In standard analysis of regression models, to estimate unknown parameters, one may require to derive likelihood functions, or more generally, unbiased estimating functions. Then the resulting estimator can be obtained by optimizing the constructed estimating functions. In the presence of measurement error, however, naively adopting error-prone predictors to the estimating functions would yield the biased estimators (e.g., [10, 13]). Therefore, to address this challenge, as discussed in measurement error framework, one should derive the corrected estimating functions with measurement error effects eliminated before implementing computational algorithms or estimation methods to derive the estimator, which is the standard step in measurement error analysis (e.g., [6, 1018]). Following this idea, our strategy is to derive a new estimating function with measurement error effects in responses and predictors corrected, then adopt it to select informative predictors and obtain the corresponding estimators. Specifically, to correct measurement error effects to the binary response, we define the misclassification matrix (e.g., [13], p.131), which is formulated by specificity and sensitivity (e.g., [13], p.70), and will be described in details in Section 2.2, to adjust for measurement error effects in the responses and derive a new corrected response. Regarding the error-prone predictors, we adopt the sufficient statistics of the predictors and the regression calibration to correct measurement error effects to the predictors. Based on such strategies of measurement error corrections, we develop the corrected estimating functions under logistic regression or probit models, respectively. After that, we implement the corrected estimating functions to the boosting algorithm to make variable selection and estimation (e.g., [19]; [20], p.608). Detailed descriptions of measurement error corrections and the boosting algorithm are deferred to Sections 3.1 and 3.2, respectively.

1.3 Comparisons

Variable selection and estimation with correction of measurement error have been discussed, and many methods based on different settings have been developed. For example, [21] consider generalized linear models (GLM) and proposed the generalized matrix uncertainty selector (GMUS), whose idea is based on a Taylor series expansion of the GLM mean function around the true, but unknown, predictors. [22] considered parametric and semi-parametric regression models with error-prone predictors, and developed a corrected estimating equation to make variable selection. For survival data with incomplete responses, [6, 11, 12] considered several types of survival models and developed penalized estimating function to deal with variable selection. [23] proposed the MEBoost method, which adopts the boosting method to select informative variables under error-prone linear regression models. While many methods have been developed, they primarily focus on measurement error in predictors and rare work has been available to address measurement error effects in responses. In addition, although the boosting method has been applied to error-prone data, the existing method simply focuses on linear regression models, and other types of regression models have not been explored.
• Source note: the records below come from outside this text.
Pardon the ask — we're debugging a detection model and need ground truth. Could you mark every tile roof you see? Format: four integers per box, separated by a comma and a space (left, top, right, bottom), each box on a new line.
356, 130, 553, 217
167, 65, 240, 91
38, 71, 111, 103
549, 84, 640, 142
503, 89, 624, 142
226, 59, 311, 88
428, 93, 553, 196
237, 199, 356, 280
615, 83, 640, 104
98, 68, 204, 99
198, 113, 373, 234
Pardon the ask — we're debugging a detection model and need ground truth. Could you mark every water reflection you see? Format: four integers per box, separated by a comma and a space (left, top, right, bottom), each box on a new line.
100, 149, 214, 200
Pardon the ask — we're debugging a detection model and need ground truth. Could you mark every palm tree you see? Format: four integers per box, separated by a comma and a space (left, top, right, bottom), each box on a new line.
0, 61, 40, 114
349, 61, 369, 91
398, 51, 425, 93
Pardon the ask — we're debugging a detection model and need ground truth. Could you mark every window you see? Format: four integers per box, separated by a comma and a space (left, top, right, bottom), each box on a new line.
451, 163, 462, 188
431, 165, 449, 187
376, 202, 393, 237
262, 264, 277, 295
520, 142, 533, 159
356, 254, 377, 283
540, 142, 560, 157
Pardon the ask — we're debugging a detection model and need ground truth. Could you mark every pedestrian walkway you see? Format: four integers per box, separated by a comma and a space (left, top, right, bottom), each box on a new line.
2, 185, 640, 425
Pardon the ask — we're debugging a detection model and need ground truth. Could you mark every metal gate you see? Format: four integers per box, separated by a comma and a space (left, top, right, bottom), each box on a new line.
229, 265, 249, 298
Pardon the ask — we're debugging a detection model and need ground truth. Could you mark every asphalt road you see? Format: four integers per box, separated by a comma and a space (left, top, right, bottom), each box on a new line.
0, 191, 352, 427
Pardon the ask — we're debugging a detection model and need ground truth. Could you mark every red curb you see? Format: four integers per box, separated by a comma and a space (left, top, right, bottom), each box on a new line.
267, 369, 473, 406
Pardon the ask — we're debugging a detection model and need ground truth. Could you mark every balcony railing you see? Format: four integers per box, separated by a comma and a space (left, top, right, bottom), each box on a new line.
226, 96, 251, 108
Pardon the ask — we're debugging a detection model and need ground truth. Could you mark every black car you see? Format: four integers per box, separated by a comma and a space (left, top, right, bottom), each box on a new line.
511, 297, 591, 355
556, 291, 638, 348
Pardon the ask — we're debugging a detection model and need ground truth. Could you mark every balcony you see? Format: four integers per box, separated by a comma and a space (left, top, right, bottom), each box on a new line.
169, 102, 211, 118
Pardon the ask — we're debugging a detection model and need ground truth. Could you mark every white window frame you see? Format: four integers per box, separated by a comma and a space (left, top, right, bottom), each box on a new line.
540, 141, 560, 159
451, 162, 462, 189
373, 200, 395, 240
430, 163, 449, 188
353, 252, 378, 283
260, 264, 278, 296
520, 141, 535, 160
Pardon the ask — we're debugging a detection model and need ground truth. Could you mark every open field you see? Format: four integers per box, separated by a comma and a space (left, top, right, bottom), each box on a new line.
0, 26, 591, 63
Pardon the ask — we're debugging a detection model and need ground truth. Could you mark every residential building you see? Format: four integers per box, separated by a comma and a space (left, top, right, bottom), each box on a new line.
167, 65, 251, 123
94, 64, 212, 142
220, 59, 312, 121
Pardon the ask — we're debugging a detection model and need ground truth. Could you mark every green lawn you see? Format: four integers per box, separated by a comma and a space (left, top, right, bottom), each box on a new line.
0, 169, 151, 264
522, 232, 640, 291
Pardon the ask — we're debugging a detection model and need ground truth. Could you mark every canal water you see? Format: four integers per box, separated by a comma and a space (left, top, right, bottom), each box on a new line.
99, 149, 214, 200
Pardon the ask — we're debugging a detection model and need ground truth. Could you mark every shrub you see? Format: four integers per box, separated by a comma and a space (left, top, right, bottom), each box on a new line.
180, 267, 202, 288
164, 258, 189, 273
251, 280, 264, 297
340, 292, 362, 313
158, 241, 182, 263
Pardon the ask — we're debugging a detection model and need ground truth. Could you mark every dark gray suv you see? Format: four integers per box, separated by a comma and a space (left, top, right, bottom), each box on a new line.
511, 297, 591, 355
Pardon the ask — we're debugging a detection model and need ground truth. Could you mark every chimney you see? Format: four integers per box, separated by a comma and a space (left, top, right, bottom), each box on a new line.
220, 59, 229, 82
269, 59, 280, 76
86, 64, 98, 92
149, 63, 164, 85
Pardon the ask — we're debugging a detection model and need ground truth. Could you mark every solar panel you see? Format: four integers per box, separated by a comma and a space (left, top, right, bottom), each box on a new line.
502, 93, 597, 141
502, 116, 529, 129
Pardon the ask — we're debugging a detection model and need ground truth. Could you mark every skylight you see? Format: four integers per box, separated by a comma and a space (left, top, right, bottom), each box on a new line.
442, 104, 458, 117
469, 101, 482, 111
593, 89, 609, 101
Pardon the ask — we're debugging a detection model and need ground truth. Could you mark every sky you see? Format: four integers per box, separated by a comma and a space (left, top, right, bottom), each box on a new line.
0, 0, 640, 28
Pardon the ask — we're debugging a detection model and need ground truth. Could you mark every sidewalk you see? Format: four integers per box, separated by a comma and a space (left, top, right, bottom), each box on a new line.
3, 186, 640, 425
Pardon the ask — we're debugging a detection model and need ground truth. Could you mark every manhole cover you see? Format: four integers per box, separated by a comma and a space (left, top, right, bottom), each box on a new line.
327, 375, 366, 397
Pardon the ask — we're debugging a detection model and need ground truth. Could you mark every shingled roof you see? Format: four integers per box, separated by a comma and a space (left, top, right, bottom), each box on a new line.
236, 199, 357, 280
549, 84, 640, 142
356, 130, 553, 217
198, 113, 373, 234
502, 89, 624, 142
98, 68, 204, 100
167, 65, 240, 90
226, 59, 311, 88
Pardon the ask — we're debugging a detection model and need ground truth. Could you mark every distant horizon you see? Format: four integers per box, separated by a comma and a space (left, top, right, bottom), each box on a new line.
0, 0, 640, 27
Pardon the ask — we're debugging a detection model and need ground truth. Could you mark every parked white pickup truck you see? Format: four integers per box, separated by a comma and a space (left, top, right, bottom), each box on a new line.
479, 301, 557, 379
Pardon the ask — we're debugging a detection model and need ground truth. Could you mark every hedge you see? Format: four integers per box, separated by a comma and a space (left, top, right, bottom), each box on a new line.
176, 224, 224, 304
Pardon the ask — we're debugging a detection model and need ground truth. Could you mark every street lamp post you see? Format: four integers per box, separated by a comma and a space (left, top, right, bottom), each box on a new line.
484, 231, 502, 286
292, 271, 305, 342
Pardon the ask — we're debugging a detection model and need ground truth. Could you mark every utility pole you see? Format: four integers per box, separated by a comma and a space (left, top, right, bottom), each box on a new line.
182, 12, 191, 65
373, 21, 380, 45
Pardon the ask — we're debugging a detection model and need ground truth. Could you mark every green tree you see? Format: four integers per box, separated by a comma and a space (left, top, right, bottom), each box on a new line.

In the past developments, several existing packages based on different software have been developed to deal with either measurement error or variable selection. To name a few, for the R software, two packages glmnet [24] and SIS [25] are popular methods to handle variable selection. For the Python software, xverse [26] can be adopted to do feature selection. However, they fail to deal with measurement error effects. On the other hand, the two packages GLSME [27] and mecor [28] in the R software focus on linear models and aim to adjust for measurement error effects in the response and/or predictors, but they cannot deal with variable selection.

Compared with existing packages, there are some differences from the package BOOME. Specifically, our package is able to handle ultrahigh-dimensionality and mismeasured data simultaneously. Unlike most existing frameworks that focus on measurement error in predictors or continuous responses, our approach extends measurement error in binary responses (a.k.a misclassification), and the model structure for misclassification is more complex than that under continuous responses. Our approach can deal with error-prone response and predictors simultaneously. Moreover, boosting iteration may reduce the possibility of falsely excluding important predictors and enhance the accuracy of the estimator. Most importantly, our development is based on the Python language, and, to the best of knowledge, there is no relevant development in Python packages.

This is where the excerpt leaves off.